Lacan démontre très tôt qu’il est plus que douteux qu’il y ait une dose d’amour nécessaire pour que l’enfant ne soit pas terrible, et que les questions du manque et du trop se jouent à un tout autre niveau que sur celui de l’objectalité. Il décale ainsi la focale de la question du besoin à celle du désir[5]. Le TDA/H devient ainsi un élément de discours qui se démarque par son utilité sociale, voire parentale, au détriment de sa scientificité. Notons que tout élément de discours ne peut qu’échouer à attraper dans sa toile le tout du terrible de l’enfant, car quelque chose ne s’attrape pas de façon absolue dans le discours, un reste demeure.

Il n’en reste pas moins que le parent se présente parfois avec un point de culpabilité à l’égard de son enfant dont les symptômes interpellent – que ce soit au sein de la cellule familiale, à l’école ou ailleurs. Il n’est pas rare que le parent se demande : « Qu’est-ce que j’ai raté ? Il n’a pourtant manqué de rien ». Le surgissement du trop de son enfant, sous les auspices de ce symptôme aux formes si diverses et évolutives, peut angoisser le parent, lui faire parfois honte, voire aller jusqu’au vœu de mort inconscient. Car, si la culpabilité, nous apprend Freud, est toujours mal située, elle demeure de structure et les tentatives visant à défaire le sujet de sa culpabilité prennent le risque d’en redoubler l’intensité.
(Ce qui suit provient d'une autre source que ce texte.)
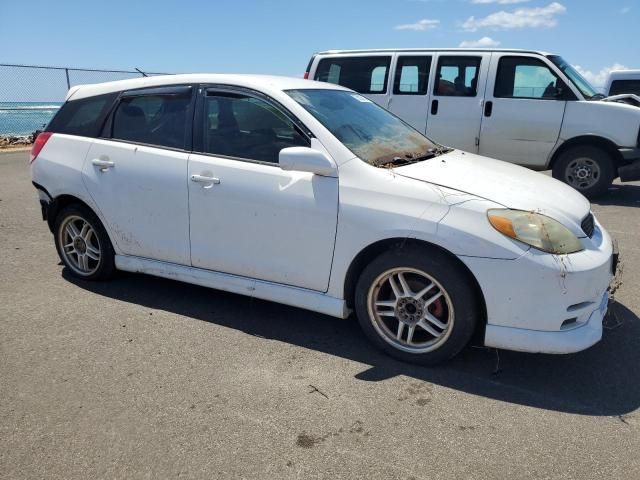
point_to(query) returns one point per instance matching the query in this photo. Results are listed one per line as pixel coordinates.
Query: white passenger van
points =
(525, 107)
La règle dictée par Freud est alors de désangoisser, non de déculpabiliser, car l’opération est impossible. Il s’agit néanmoins d’entendre le parent sur le réel qu’il traverse lui-même dans cette affaire et que « l’instance critique[6]» qu’incarne parfois l’enfant pour lui a réveillée. C’est ainsi permettre au parent de faire les tours de parole qui sont nécessaires à obtenir un desserrage de la culpabilité grâce au lien renoué avec son désir.

[1] Fowler M., 1992, cité par F. Sauvagnat in « Une entité controversée : l’hyperactivité avec trouble déficitaire de l’attention », La Petite Girafe, n°13, mars 2001, p. 52.

[2] Cf. Sauvagnat F., « Une entité controversée : l’hyperactivité avec trouble déficitaire de l’attention », La Petite Girafe, n°13, mars 2001, p. 52-61.

[3] Cf. Eisenberg L., cité par J. Blech, in « Schwermut ohne Scham », Der Spiegel, n°6, 6 février 2012, disponible sur internet : « ADHS ist ein Paradebeispiel für eine fabrizierte Erkrankung […]. Die genetische Veranlagung für ADHS wird vollkommen überschätzt ».

[4] Cf. Trobas G., intervention lors d’une formation dans le cadre du CMPP de Fougères, à Rennes, le 22 octobre 2022, inédit.

[5] Cf. Lacan J., « Subversion du sujet et dialectique du désir dans l’inconscient freudien », Écrits, Paris, Seuil, 1966, p. 814.

[6] Holvoet D., « La crise : principe organisateur de la famille ? », Zappeur, n°17, disponible sur internet.